O embaixador dos Estados Unidos àquela época confirmou, em carta tornada pública, a pressão sobre o assunto. A lei foi aprovada, com a ressalva de que a patente pudesse ser quebrada quando ocorresse "falta de fabricação do produto no Brasil ou emergência ocasional de saúde".

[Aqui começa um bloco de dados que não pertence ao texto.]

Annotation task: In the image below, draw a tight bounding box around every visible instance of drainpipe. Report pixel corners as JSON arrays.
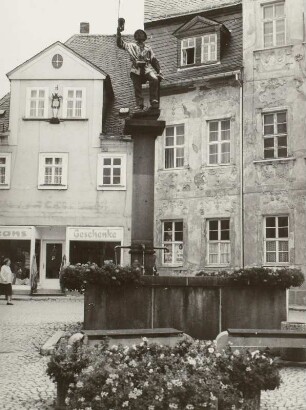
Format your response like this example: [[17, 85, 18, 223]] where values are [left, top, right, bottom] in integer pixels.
[[235, 71, 244, 268]]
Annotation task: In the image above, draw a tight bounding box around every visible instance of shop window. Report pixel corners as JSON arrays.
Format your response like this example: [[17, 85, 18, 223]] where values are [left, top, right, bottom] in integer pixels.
[[262, 1, 286, 48], [26, 87, 49, 118], [263, 111, 288, 159], [162, 221, 184, 266], [63, 87, 86, 119], [165, 124, 185, 169], [265, 216, 289, 265], [38, 153, 68, 189], [0, 153, 11, 189], [207, 219, 231, 265], [97, 154, 126, 190], [208, 119, 231, 165]]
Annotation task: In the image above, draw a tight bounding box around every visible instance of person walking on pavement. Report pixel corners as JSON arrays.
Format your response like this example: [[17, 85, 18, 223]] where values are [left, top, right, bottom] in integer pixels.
[[0, 258, 13, 305]]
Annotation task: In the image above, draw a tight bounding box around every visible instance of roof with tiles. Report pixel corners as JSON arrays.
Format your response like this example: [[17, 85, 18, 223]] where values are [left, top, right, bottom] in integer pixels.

O Brasil é reconhecido, mundialmente, como detentor do melhor programa de combate à Aids. Tenho um pouco de ajuda nessa história. Ele começou com projeto de minha autoria, dando gratuidade na distribuição de remédios contra o HIV. Minha condição de presidente do Congresso fez com que o projeto fosse aprovado e sancionado em poucos dias. A área econômica do governo quis vetá-lo, alegando, como sempre, falta de recursos. Reagi e o presidente sancionou. A partir daí, o Ministério da Saúde passou a ser o maior comprador desses medicamentos. As multinacionais aproveitaram para aumentar os preços. A elas não interessavam razões humanitárias, só lucros. Agora, como o exemplo está pegando no mundo inteiro, o governo americano quer evitar que países pobres fabriquem esses medicamentos e acusa o Brasil de chefiar essa cruzada.
Temos, assim, reconhecidamente, uma grande causa. O ministro José Serra, corajoso e eficiente, está à frente dela. Total apoio a ele, que, como nós, deseja um mundo sem epidemias, o que os laboratórios consideram desgraça para os seus lucros.


José Sarney escreve às sextas-feiras nesta coluna.